US-India bilateral trade was worth US$142 billion in 2018 and the loss of preferential status will affect US$5.6 billion worth of Indian exports that were previously duty free.

Shirley says the results of this week’s Global Dairy Trade Auction, which will be released early Wednesday, “could take the head out of any kiwi rally that we might see” if prices fall again.

The headline dairy index has fallen in each of the last two auctions, although prices are still up 18 percent so far in 2019.

Otherwise, all eyes will be on the Federal Reserve when it announces its latest monetary policy decision early Thursday, New Zealand time, and on New Zealand’s March quarter GDP data due out at 10:45am on Thursday.

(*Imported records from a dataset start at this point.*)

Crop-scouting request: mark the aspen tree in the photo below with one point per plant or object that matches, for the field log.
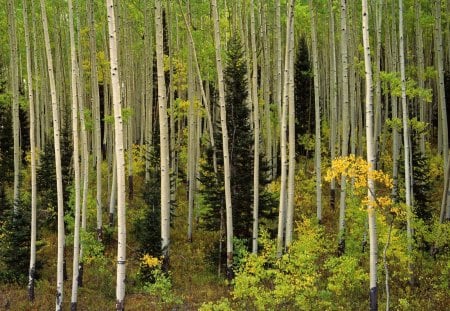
(283, 132)
(256, 130)
(223, 122)
(345, 122)
(164, 137)
(120, 158)
(317, 149)
(370, 159)
(76, 163)
(291, 143)
(32, 116)
(14, 69)
(438, 46)
(96, 111)
(333, 100)
(56, 137)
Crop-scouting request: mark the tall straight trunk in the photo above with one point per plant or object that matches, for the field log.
(120, 159)
(283, 132)
(76, 156)
(148, 88)
(256, 130)
(278, 78)
(96, 112)
(420, 68)
(317, 149)
(84, 163)
(164, 137)
(192, 156)
(333, 101)
(203, 93)
(57, 145)
(32, 116)
(438, 46)
(226, 156)
(406, 138)
(345, 123)
(370, 160)
(14, 70)
(291, 126)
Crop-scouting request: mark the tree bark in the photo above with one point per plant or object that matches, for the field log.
(370, 160)
(57, 145)
(120, 159)
(32, 116)
(226, 156)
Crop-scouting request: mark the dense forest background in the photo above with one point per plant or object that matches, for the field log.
(224, 155)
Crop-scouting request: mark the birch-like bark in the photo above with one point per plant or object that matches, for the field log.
(120, 158)
(406, 138)
(226, 156)
(203, 93)
(14, 71)
(57, 145)
(96, 112)
(370, 160)
(345, 123)
(164, 137)
(438, 46)
(256, 129)
(283, 132)
(420, 68)
(333, 101)
(76, 161)
(292, 136)
(32, 116)
(317, 149)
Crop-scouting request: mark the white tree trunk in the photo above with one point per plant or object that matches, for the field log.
(59, 188)
(345, 123)
(76, 156)
(317, 149)
(283, 132)
(370, 159)
(226, 156)
(14, 72)
(31, 103)
(120, 158)
(291, 126)
(164, 137)
(256, 130)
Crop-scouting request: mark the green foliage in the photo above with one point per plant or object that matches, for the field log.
(241, 156)
(15, 242)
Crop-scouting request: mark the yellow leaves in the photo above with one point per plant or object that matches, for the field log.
(150, 261)
(358, 171)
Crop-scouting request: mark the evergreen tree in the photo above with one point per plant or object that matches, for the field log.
(304, 112)
(241, 155)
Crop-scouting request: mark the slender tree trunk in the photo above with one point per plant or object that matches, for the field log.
(438, 46)
(256, 130)
(291, 125)
(406, 138)
(333, 101)
(120, 159)
(59, 188)
(164, 137)
(76, 163)
(226, 156)
(283, 140)
(96, 113)
(31, 103)
(370, 160)
(317, 152)
(14, 70)
(345, 123)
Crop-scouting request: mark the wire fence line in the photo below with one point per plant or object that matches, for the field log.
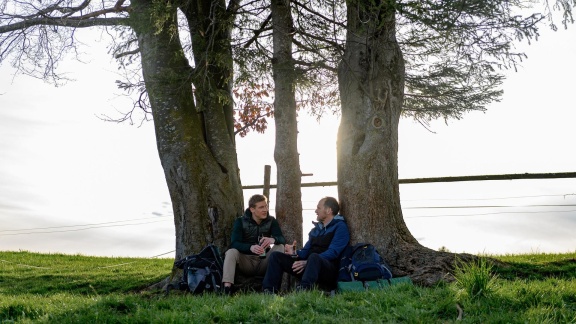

Economists expect the economy expanded 0.6 percent in the three months, faster than the Reserve Bank’s 0.4 percent forecast.

The New Zealand dollar was trading at 94.59 Australian cents from 94.44, at 51.67 British pence from 51.51, at 58.00 euro cents from 57.92, at 70.65 yen from 70.43, and at 4.5046 Chinese yuan from 4.4948.

The New Zealand two-year swap rate edged up to 1.3722 percent from 1.3591 percent on Friday while the 10-year swap rate was unchanged at 1.8300 percent.